I am so glad you are reading this post .. it means you have decided to visit (or are at least curious about) the land of fire and ice and are looking for the best travel tips for Iceland! Just so you know, I am 100% in love with Iceland, it was my very first solo trip and I have been there twice, both times in the winter.
I probably think about going to back to Iceland at least once a day .. hopefully your experience will be just as magical as both of mine were. When I was planning my trip to Iceland, I was scattered about the internet looking for travel tips for Iceland. To make things easier for you, I put them all here.
Here are my BEST travel tips for Iceland:
- Currency – the official currency in Iceland is the Icelandic Krona. $50USD = $5347 (on today’s exchange rate). $50 Euro is $5631 krona. You can exchange money at your international airport or when you arrive in Iceland.

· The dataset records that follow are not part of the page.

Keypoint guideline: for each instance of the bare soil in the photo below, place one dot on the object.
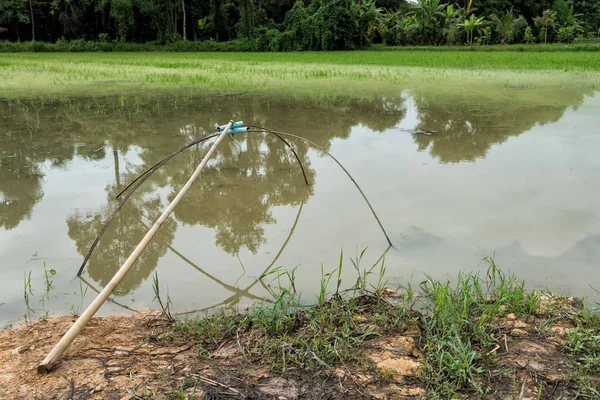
(131, 358)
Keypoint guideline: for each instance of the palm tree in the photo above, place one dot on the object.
(428, 14)
(507, 26)
(568, 18)
(451, 23)
(547, 20)
(470, 25)
(370, 18)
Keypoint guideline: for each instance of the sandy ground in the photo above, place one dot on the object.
(129, 358)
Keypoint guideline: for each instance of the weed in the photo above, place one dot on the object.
(458, 320)
(74, 310)
(165, 307)
(27, 293)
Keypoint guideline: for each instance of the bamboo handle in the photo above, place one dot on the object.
(77, 327)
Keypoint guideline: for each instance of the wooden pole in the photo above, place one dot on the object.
(77, 327)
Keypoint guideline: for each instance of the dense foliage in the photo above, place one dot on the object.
(284, 25)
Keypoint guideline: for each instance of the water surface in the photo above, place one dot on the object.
(454, 178)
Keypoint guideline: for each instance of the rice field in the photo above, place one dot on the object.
(355, 74)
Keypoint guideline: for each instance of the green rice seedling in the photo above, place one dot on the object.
(48, 283)
(361, 280)
(357, 74)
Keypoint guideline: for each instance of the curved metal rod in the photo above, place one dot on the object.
(153, 168)
(343, 168)
(295, 154)
(140, 180)
(145, 175)
(109, 299)
(246, 292)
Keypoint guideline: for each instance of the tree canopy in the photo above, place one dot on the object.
(283, 25)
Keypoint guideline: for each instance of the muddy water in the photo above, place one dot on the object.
(512, 173)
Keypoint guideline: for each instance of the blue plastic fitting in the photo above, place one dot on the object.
(238, 124)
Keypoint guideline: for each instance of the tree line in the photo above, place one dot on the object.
(286, 25)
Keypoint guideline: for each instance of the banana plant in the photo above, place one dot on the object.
(508, 26)
(470, 25)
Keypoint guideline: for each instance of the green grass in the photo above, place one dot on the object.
(457, 324)
(326, 74)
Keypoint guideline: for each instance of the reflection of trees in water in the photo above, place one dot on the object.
(467, 130)
(121, 237)
(20, 188)
(237, 204)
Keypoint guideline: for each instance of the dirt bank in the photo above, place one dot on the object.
(143, 357)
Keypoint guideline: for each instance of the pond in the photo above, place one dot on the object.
(510, 173)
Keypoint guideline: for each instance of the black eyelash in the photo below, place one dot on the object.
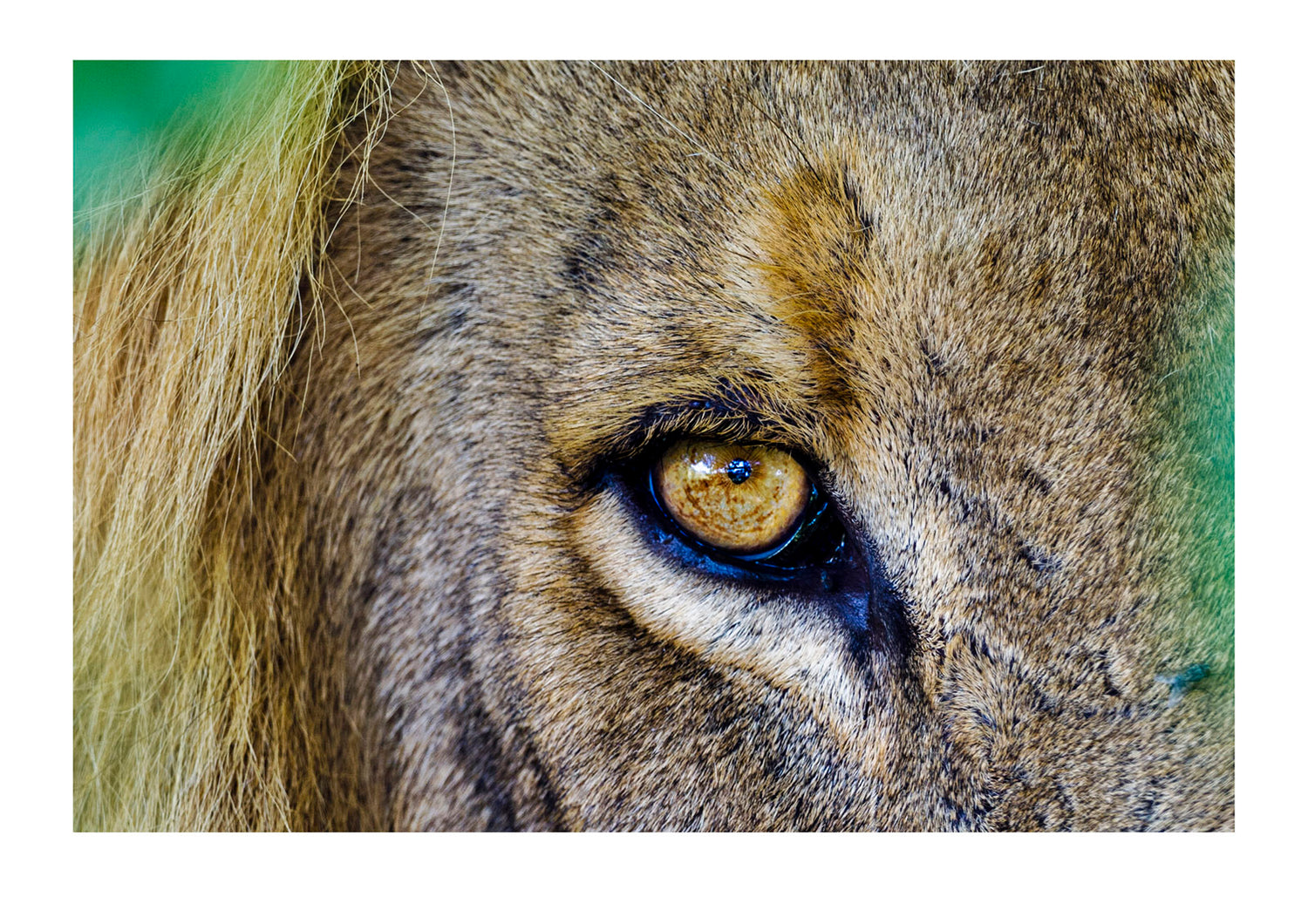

- Cash or Credit Cards? – Good news – I have never used cash in Iceland. Everywhere I went, even in the middle of nowhere, took cards.
- Pro travel tips for Iceland: PLEASE remember to let your bank or credit card know you are going to Iceland so they don’t deny your charges.
- It wouldn’t hurt to have some cash on you just in case. Even though I never needed it, you never know really.
- Getting there – If you live in North America and Europe, WOW air has opened up several flights to get to Iceland. I have found flights for $99 each way (but that did not include carry-on or checked luggage – so make sure you read about that).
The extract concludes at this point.